Achmet suivit leurs regards, et me saisit la main avec terreur: la lune que tout à l'heure nous avions vue si brillante sur le dôme de Sainte-Sophie, s'était éteinte là-haut dans l'immensité; ce n'était plus qu'une tache rouge, terne et sanglante.

Il n'est rien de si saisissant que les signes du ciel, et ma première impression, plus rapide que l'éclair, fut aussi une impression de frayeur. Je n'avais point prévu cet événement, ayant depuis longtemps négligé de consulter le calendrier.

Achmet m'explique combien c'est là un cas grave et sinistre: d'après la croyance turque, la lune est en ce moment aux prises avec un dragon qui la dévore. On peut la délivrer cependant, en intercédant auprès d'Allah, et en tirant à balle sur le monstre.
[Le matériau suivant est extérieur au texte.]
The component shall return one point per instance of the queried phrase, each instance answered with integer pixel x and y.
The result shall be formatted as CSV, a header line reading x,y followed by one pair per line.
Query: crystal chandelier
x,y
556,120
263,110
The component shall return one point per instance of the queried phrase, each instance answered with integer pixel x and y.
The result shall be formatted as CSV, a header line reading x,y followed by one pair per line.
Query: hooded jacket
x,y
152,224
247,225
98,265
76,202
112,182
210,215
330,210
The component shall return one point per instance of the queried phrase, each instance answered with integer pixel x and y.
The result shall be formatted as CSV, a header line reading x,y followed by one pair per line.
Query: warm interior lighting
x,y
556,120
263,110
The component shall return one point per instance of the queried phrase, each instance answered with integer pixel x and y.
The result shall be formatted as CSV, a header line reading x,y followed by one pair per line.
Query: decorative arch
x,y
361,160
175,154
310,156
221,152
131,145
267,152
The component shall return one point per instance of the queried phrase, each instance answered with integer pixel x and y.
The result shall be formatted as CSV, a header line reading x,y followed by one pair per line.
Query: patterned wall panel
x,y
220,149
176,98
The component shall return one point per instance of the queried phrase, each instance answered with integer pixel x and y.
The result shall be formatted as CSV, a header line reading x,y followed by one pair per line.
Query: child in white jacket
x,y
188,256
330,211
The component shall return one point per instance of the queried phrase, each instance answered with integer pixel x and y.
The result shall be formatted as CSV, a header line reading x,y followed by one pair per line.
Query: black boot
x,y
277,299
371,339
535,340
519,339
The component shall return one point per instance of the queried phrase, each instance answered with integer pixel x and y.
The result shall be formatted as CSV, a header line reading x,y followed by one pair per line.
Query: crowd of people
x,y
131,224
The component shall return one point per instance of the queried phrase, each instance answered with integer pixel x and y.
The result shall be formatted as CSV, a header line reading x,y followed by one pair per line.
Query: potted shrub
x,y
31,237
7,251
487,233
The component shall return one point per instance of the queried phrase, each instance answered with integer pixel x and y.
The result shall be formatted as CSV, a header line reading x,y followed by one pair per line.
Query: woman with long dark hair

On récite en effet, dans toutes les mosquées, des prières de circonstance, et la fusillade commence à Stamboul. De toutes les fenêtres, de tous les toits, on tire des coups de fusil à la lune, dans le but d'obtenir une heureuse solution de l'effrayant phénomène.

Nous prenons un caïque au Phanar pour rejoindre notre logis; on nous arrête en route. À mi-chemin de la Corne d'or, le canot des Zaptiés nous barre le passage: une nuit d'éclipse, se promener en caïque est interdit.

Nous ne pouvons cependant pas coucher dans la rue. Nous parlementons, nous discutons, le prenant de très haut avec MM. les Zaptiés, et, une fois encore, en payant d'audace nous nous tirons d'affaire.

Nous arrivons à la case, où Aziyadé nous attend dans la consternation et la terreur.

Les chiens hurlent à la lune d'une façon lamentable, qui complique encore la situation.

D'un air mystique, Achmet et Aziyadé m'apprennent que ces chiens hurlent ainsi pour demander à Allah un certain pain mystérieux qui leur est dispensé dans certaines circonstances solennelles,—et que les hommes ne peuvent voir.